No es casualidad que las obras artesanales del periodo Joseon posean una "presencia que no habla en exceso". Estas piezas fueron creadas con la intención de acompañar el espíritu humano, no de deslumbrarlo, sino de respirar con él y ayudarlo a encontrar equilibrio en silencio.
En el caso de la porcelana blanca, por ejemplo, fenómenos “no intencionados” como el leve fluir del esmalte, las vibraciones del barro o las leves irregularidades de la forma eran aceptados tal como eran. En ello se revela un espíritu de aceptación que contrasta con los ideales modernos de perfección y uniformidad. Esta sensibilidad cuestiona las fronteras entre lo natural y lo artificial, entre la belleza y la imperfección, entre el objeto y el pensamiento. Puede decirse que no solo fue una forma de hacer, sino la manifestación de un espíritu de época.

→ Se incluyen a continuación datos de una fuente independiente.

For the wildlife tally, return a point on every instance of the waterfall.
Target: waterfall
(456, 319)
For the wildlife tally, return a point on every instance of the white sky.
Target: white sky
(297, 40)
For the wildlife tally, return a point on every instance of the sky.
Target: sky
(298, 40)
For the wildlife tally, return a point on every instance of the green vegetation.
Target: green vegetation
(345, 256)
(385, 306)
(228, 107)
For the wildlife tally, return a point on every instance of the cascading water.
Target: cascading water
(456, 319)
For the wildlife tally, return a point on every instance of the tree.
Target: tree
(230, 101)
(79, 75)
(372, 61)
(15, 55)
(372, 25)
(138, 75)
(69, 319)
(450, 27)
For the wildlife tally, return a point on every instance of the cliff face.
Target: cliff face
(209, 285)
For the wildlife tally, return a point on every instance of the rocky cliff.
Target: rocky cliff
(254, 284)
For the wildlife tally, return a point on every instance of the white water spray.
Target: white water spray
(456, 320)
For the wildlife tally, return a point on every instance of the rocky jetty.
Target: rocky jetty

La belleza en la era Joseon no era, por así decirlo, una "belleza que se muestra", sino una "belleza que resuena". No reside en el atractivo del objeto en sí, sino en la posibilidad de que, a través de él, la persona reflexione sobre cómo vivir y cómo ser. Por eso, el objeto no debe hablar en exceso: debe contener vacíos, silencios, pausas. Esta forma de pensar parece fluir en el corazón mismo del arte artesanal de Joseon.
Estos valores cruzaron el mar y echaron raíces profundamente en Japón. En el mundo del chanoyu (la Vía del Té), la porcelana blanca y la cerámica buncheong de Joseon ya se utilizaban hacia finales del periodo Momoyama. Su carácter sobrio y silencioso ofrecía una alternativa al esplendor solemne de los objetos importados de China. La sensibilidad estética de “escuchar lo no dicho” en la cultura del té resonaba con el silencio y la imperfección contenida en los recipientes Joseon, fomentando una mirada que terminaría por materializarse en el espíritu del wabi-sabi.

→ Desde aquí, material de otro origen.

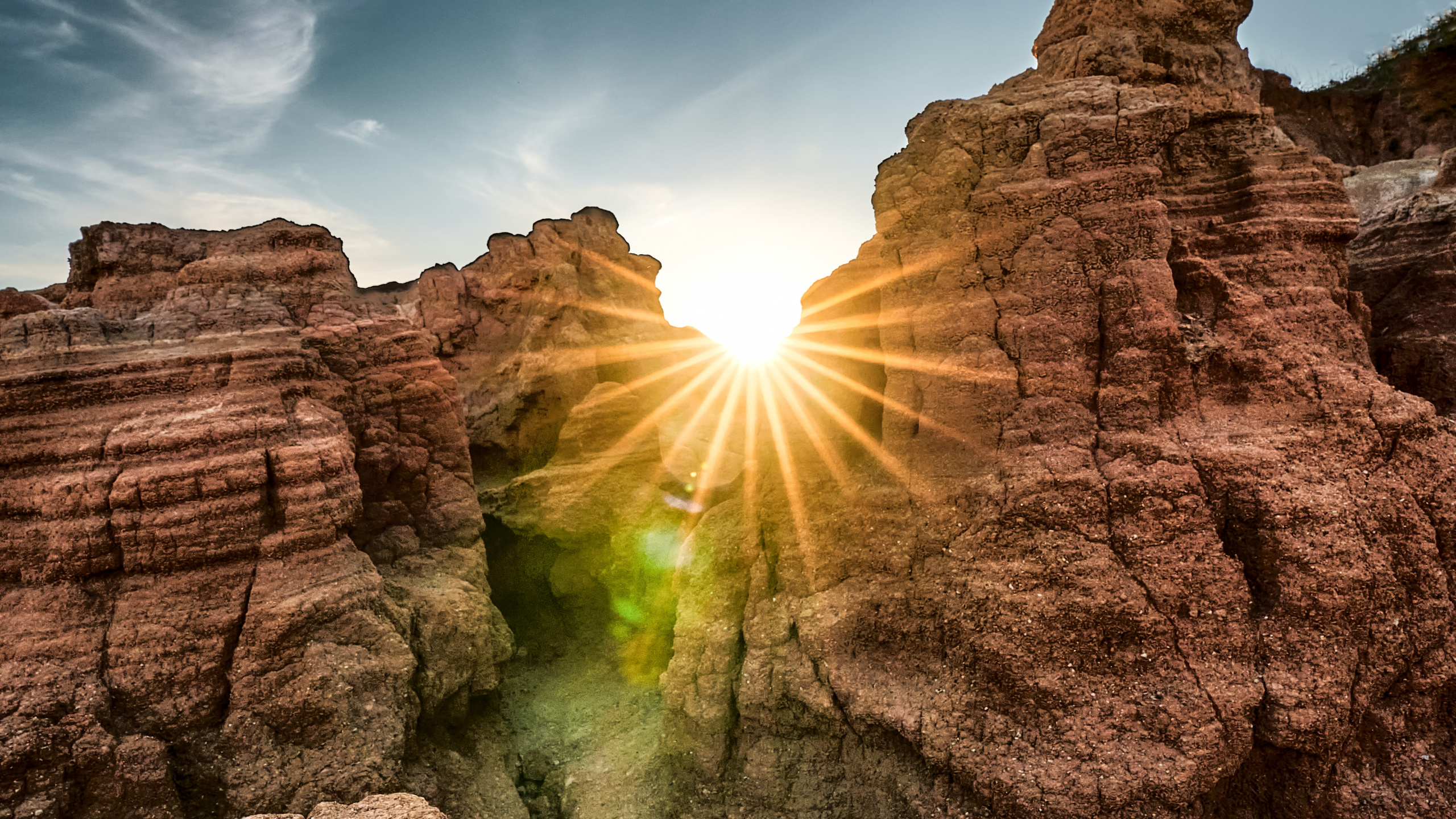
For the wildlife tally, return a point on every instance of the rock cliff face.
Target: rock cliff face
(1369, 126)
(1400, 107)
(1403, 261)
(239, 538)
(1075, 494)
(1143, 534)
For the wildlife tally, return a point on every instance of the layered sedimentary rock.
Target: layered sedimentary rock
(1356, 125)
(1400, 107)
(1403, 261)
(1075, 494)
(239, 537)
(1148, 534)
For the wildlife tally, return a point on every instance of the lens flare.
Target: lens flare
(752, 346)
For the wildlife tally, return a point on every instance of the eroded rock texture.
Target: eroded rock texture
(241, 550)
(1149, 535)
(1403, 261)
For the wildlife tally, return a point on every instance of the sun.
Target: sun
(750, 344)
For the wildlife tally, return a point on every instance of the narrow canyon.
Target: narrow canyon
(1116, 477)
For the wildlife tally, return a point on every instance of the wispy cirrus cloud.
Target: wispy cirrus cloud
(150, 113)
(362, 131)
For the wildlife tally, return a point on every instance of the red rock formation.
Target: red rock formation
(1168, 545)
(239, 537)
(1403, 261)
(1136, 528)
(1398, 105)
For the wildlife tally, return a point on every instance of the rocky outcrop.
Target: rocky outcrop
(1140, 531)
(1375, 188)
(1362, 125)
(1403, 261)
(1400, 107)
(239, 535)
(1075, 494)
(380, 806)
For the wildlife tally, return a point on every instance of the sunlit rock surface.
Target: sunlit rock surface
(1075, 494)
(379, 806)
(1161, 543)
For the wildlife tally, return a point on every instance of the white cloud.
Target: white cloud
(167, 144)
(261, 59)
(362, 131)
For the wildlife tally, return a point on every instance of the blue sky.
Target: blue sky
(736, 142)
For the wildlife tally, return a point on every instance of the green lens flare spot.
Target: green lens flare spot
(628, 611)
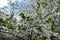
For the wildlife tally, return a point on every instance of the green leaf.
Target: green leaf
(39, 28)
(58, 1)
(49, 20)
(52, 37)
(9, 25)
(42, 38)
(1, 19)
(22, 15)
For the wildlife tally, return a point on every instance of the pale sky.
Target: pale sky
(3, 3)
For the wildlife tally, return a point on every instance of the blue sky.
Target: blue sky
(22, 5)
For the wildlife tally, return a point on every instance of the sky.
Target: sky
(3, 3)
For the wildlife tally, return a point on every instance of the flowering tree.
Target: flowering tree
(40, 22)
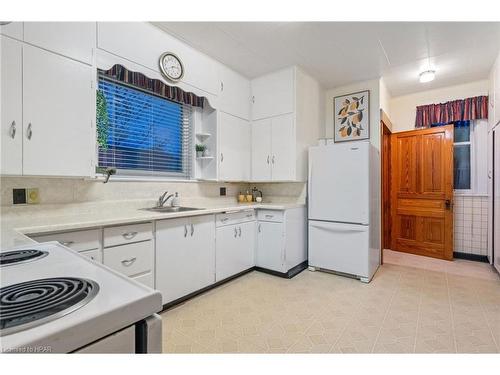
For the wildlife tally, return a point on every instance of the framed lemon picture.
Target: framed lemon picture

En tiempos modernos, pensadores del movimiento Mingei como Yanagi Sōetsu y Kawai Kanjirō encontraron en las artesanías de Joseon “una fuerza que purifica” y “una forma de vida tal como debería ser”. En una época en la que el arte artesanal estaba cayendo en el olvido, estos objetos no fueron vistos solo como antigüedades, sino como manifestaciones de una forma de estar en el mundo—acogidos con profundo respeto y empatía.
Hoy, cuando me encuentro con un objeto artesanal de la época Joseon, su quietud vuelve a conmoverme. En él habita el espíritu de una época que se preguntaba cómo debemos vivir y qué significa ser—y esa voz silenciosa sigue resonando, sin desvanecerse con el paso del tiempo.